La microscopie cryo-électronique franchit enfin la barrière de la résolution atomique

La microscopie cryo-électronique révèle les détails atomiques de l’apoferritine, un complexe protéique creux de forme sphérique qui stocke le fer.

Paul Emsley/MRC Laboratoire de biologie moléculaire

Si vous voulez cartographier les plus petites parties d’une protéine, vous n’avez que quelques options : Vous pouvez contraindre des millions de molécules de protéines individuelles à s’aligner dans des cristaux et les analyser par cristallographie aux rayons X. Vous pouvez également congeler des copies de la protéine et les bombarder d’électrons, une méthode à plus faible résolution appelée cryo-microscopie électronique (cryo-EM). Aujourd’hui, pour la première fois, les scientifiques ont affiné la résolution de la cryo-EM jusqu’au niveau atomique, ce qui leur permet de repérer la position des atomes individuels dans une variété de protéines à une résolution qui rivalise avec celle de la cristallographie aux rayons X.

« C’est tout simplement incroyable », déclare Melanie Ohi, experte en cryo-EM à l’Université du Michigan, Ann Arbor. « Voir ce niveau de détail, c’est tout simplement magnifique ». Parce que la résolution accrue révèle exactement comment les machines cellulaires complexes effectuent leur travail, les améliorations apportées à la cryo-EM devraient apporter d’innombrables nouvelles connaissances en biologie.

Pour cartographier les structures des protéines, les scientifiques utilisent la cristallographie aux rayons X depuis la fin des années 1950. En bombardant de rayons X des protéines cristallisées et en analysant la façon dont les rayons X ricochent, les scientifiques peuvent déterminer la composition et la forme probables d’une protéine. Des décennies d’améliorations des faisceaux de rayons X, des détecteurs et de la puissance des ordinateurs ont rendu cette approche rapide et précise. Mais l’approche ne fonctionne pas bien lorsque les protéines sont exceptionnellement grandes, qu’elles fonctionnent dans des complexes tels que le ribosome, ou qu’elles ne peuvent pas être cristallisées, comme c’est le cas pour de nombreuses protéines qui se trouvent dans les membranes cellulaires.

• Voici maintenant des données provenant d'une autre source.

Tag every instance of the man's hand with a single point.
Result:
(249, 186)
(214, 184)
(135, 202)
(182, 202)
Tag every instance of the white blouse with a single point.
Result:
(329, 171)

En revanche, les chercheurs qui utilisent la cryo-EM tirent des électrons sur des copies de protéines congelées qui n’ont pas besoin d’être cristallisées ; des détecteurs enregistrent les déviations des électrons, et un logiciel sophistiqué assemble les images pour travailler sur la composition et la forme des protéines. Des chercheurs japonais avaient déjà montré qu’ils pouvaient réduire la résolution à 1,54 angström – sans atteindre le point où ils pouvaient distinguer les atomes individuels – dans une protéine intestinale appelée apoferritine, qui lie et stocke le fer. Aujourd’hui, grâce à l’amélioration de la technologie des faisceaux d’électrons, des détecteurs et des logiciels, deux groupes de chercheurs du Royaume-Uni et d’Allemagne ont réduit cette résolution à 1,25 angström ou mieux, ce qui est assez précis pour déterminer la position des atomes individuels, rapportent-ils aujourd’hui dans Nature.

La résolution améliorée pourrait accélérer le passage à la cryo-EM déjà en cours chez les biologistes structurels. Pour l’instant, la technique ne fonctionne qu’avec des protéines exceptionnellement rigides. Ensuite, les chercheurs s’efforceront d’obtenir une résolution aussi nette avec des complexes protéiques moins rigides et de grande taille, comme le spliceosome, un grand complexe de protéines et de molécules d’ARN qui découpe les « introns » de l’ARN destiné à être transformé en protéines.